Our novel hasn't been picked up. No champagne book signings. No public recognition "That's them! They wrote A Playdate to Remember!" No buzzing about us around the neighborhood playgrounds. No speculation about who each character was based on or which parts are real. But what is real is both of our older children are in Kindergarten now. And Kindergarten feels so serious. Between Common Core standards and "college readiness" curriculum and talk about getting into the right Middle School and everyone rushing off to ballet karate gymnastics Japanese it and the Kindergarteners tweeting it feels like a new phase. 

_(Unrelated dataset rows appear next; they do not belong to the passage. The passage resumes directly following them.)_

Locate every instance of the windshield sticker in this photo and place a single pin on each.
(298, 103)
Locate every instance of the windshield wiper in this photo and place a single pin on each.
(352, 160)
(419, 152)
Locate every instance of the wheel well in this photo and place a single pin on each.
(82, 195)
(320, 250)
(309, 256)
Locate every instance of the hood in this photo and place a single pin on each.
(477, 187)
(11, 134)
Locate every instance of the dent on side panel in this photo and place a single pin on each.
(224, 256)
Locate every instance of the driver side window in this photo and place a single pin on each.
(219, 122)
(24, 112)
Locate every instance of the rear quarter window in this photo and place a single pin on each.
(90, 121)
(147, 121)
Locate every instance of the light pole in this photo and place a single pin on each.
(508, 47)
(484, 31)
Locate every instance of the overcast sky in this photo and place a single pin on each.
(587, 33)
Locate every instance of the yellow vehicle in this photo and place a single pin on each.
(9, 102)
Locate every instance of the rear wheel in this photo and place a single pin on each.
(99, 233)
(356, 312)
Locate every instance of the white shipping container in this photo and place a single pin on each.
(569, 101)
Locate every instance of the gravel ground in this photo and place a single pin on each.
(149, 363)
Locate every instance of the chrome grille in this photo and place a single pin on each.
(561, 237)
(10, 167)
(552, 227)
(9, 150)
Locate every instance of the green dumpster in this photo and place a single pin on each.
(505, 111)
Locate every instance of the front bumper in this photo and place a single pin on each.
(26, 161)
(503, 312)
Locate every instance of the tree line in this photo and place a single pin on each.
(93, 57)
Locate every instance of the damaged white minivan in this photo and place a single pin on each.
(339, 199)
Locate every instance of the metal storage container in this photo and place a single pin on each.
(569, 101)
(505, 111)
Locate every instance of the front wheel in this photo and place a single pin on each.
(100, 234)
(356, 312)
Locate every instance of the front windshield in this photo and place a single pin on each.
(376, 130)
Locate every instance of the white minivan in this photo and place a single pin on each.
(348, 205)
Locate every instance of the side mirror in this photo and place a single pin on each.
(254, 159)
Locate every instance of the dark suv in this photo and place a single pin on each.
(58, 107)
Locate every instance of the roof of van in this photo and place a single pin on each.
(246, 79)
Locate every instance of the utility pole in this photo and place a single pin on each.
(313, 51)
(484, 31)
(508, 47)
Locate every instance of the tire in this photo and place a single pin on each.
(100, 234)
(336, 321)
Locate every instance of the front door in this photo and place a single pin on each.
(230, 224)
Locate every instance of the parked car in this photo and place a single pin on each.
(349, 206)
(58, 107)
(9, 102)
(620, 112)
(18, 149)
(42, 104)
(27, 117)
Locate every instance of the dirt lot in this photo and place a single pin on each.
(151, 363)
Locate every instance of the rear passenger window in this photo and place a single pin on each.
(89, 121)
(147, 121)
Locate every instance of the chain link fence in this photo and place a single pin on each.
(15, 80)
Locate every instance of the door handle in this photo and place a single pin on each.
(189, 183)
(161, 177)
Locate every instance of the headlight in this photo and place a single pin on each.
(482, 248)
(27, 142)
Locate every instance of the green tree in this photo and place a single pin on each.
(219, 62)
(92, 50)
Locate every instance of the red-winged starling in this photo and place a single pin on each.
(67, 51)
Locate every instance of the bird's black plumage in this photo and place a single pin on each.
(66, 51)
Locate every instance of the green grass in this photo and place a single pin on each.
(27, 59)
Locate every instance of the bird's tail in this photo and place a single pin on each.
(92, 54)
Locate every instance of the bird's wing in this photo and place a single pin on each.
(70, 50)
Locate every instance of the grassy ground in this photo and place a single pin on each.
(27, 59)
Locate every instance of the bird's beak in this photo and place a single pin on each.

And it's not just other people. It's my niece playing Katy Perry's "Roar" on her father's iphone. It's the other niece showing me hip hop moves. These kids are growing up. Which is what they're supposed to do. They've broken out of the cocoon. They're less a part of our little world, vast in its littleness, full of space, the Cathedral Space of Childhood, and more a part of the world of other people and the people they'll become. It's also me schlepping my 5-year-old (and baby, along for the ride) on the rush hour subway downtown, to go to a great school, one that seemed suited for him, that we "got into" last minute, only by chance. I'm one of those mothers now, mothers doing crazy things for their child's education. Sacrificing time and sanity and quiet mornings drinking tea and watering the plants and listening to the sound of Wally playing trains. For a mother against high-stakes testing, this feels like a bit of a test. I think of the Katy Perry song my niece was playing for me and the tiger moms I've made fun of on this blog and in the chick lit book and wonder, on that rush hour subway, who it is that I can hear roar. We're re-writing our book. After 40 rejections. "It's just hard," Wally says, one of the littlest guys on a schoolyard full of strangers, "to be new". It's a new phase now. Some things are by choice --  my choice to take Wally so far away for school, out of our community, the one that took so long (it felt at the time) to create. Getting up earlier. Rushing. Some things feel beyond my control. Hardly any water tables or finger paints or dress-up now for five-year-olds in Kindergarten. A new setting, for an American Childhood. And a new fight.